(48g) Development of a Molecular Database for Use with Compound Species in the Process Simulation of Reactor Systems

In the petroleum refining industry, the accurate design and optimization of hydrocarbon conversion processes for gasoil feedstocks demand a growing effort in developing rigorous and reliable kinetic models (Van Geem et al. 2007). Existing techniques rely on the approximation of gasoil stream compositions using a set of pseudocomponents called “oil cuts” characterized by a set of lumped kinetic models.  Although the lumped models are easy to construct and implement, they lack the necessary fundamental molecular information needed to model the kinetics of the process at the elementary step level.

To address this issue, Bryan Research & Engineering (BRE) has developed a Process Reactors Suite (PRS) for the process simulator, ProMax® that when provided a set of user selected species, is capable of automatically generating all reactions sets and their corresponding rate expressions via the application of strict chemical rules, imposed by the underlying chemistry, and proprietary algorithms.  At its basic level, PRS relies on molecular reconstruction techniques that transform characterization data into molecular structures suitable for reaction kinetics modeling.  Unlike most molecular reconstruction approaches that utilize computationally intensive stochastic optimizations at runtime (Van Geem et al. 2007), PRS uses a deterministic molecular reconstruction approach to create a molecular database network that contains all chemical constituents important to gasoil products and streams prior to program execution.  When needed, the database is called and returns the species requested.  The effectiveness of the method is dependent on two competing factors, the completeness of the database and size of the database.  Since most gasoil reconstructions require representations of molecular structures of up to 40 atoms in a hydrogen suppressed, molecular graph, enumerating all chemical constituents would be beyond the capability of state-of-the-art graph generation algorithms (Peironcely et al. 2012, Fink and Reymond 2007, Blum and Reymond 2009).  Furthermore, it would result in a database too large to be efficiently searched.  The PRS addresses these concerns in two ways.  First, a hybrid method is proposed that generates structures using a series of coarse grained sub-graphs which limit the database size without compromising its completeness by employing constraints from molecular group, point group, and graph theories. Second, levels of resolution are introduced such that compound species (e.g C8 aromatics) are manipulated by the end user, while the chemical structures in the database (e.g. o-xylene, m-xylene, p-xylene, and ethylbenzene) are utilized in the reactor modeling.  If desired, the user may toggle between the levels of resolution, but all kinetic modeling proceeds at the highest possible resolution. Case studies will be utilized to highlight the database generation methodology and highlight the use of the database within the Process Reactors Suite. 

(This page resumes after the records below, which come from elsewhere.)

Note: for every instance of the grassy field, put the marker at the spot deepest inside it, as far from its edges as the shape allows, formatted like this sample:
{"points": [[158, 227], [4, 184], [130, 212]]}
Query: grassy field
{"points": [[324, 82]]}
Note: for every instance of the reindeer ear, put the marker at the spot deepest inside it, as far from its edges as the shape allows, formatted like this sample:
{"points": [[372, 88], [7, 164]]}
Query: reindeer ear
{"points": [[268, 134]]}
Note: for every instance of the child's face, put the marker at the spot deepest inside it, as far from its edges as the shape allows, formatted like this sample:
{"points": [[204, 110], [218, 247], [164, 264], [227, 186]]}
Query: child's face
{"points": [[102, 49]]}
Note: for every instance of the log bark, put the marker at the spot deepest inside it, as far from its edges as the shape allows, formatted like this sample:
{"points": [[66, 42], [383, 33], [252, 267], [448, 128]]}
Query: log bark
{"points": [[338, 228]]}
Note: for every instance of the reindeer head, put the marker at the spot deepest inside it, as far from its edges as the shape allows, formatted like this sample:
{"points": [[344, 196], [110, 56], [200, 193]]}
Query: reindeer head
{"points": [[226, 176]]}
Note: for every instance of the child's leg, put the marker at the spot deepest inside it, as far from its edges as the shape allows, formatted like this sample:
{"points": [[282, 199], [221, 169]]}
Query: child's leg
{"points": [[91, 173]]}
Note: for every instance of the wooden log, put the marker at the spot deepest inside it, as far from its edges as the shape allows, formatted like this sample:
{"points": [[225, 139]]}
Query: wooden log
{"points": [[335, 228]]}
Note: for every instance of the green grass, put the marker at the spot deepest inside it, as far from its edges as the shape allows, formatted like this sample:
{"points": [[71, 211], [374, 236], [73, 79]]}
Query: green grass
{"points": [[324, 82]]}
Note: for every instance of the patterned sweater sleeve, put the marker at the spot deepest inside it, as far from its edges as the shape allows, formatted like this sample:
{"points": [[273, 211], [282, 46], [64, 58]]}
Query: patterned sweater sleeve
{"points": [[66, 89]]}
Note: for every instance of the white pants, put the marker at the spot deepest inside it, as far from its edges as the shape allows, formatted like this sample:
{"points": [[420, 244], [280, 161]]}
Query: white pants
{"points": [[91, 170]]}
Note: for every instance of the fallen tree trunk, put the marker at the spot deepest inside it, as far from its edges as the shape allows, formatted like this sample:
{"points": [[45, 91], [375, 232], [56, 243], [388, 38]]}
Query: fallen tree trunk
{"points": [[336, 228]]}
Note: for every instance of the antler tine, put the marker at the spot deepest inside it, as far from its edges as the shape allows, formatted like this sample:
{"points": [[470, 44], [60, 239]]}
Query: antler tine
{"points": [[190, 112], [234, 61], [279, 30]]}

Van Geem K.M., Hudebine D., Reyniers M.F., Wahl F., Verstraete J.J., Marin G.B. (2007): “Molecular reconstruction of naphtha steam cracking feedstocks based on commercial indices.”  Computers & Chemical Engineering, 31, pp. 1020-1034.

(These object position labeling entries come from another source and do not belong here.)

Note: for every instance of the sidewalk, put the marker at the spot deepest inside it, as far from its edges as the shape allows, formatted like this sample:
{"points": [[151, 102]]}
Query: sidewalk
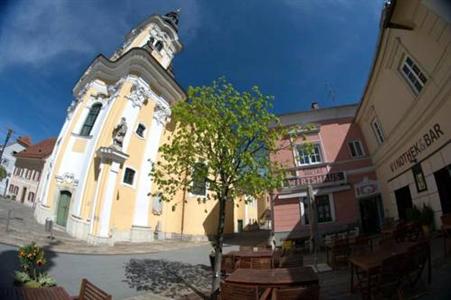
{"points": [[23, 229]]}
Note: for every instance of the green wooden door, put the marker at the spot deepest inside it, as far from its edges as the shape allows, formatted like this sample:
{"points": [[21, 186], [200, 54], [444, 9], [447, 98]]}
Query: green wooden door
{"points": [[63, 208]]}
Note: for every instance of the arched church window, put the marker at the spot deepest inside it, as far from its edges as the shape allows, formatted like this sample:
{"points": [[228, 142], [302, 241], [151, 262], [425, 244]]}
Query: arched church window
{"points": [[159, 46], [90, 119]]}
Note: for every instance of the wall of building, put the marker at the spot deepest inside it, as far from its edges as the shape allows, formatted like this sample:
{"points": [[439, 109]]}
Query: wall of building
{"points": [[406, 115]]}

Peironcely J.E., Rojas-Chertó M., Fichera D., Reijmers T., Coulier L., Faulon J., Hankemeier T. (2012): “OMG:  Open Molecule Generator.”  Journal of Cheminformatics 4(21), pp. 1-13.

Fink T., Reymond J.L. (2007): “Virtual exploration of the chemical universe up to 11 atoms of C, N, O, F: assembly of 26.4 million structures (110.9 million stereoisomers) and analysis for new ring systems, stereochemistry, physicochemical properties, compound classes, and drug discovery.” Journal of Chemical Information and Modeling, 47, pp. 342–53.

Blum L.C, Reymond J.L. (2009): 970 Million Drug like Small Molecules for Virtual Screening in the Chemical Universe Database GDB-13. Journal of the American Chemical Society, 131, pp.  8732–8733.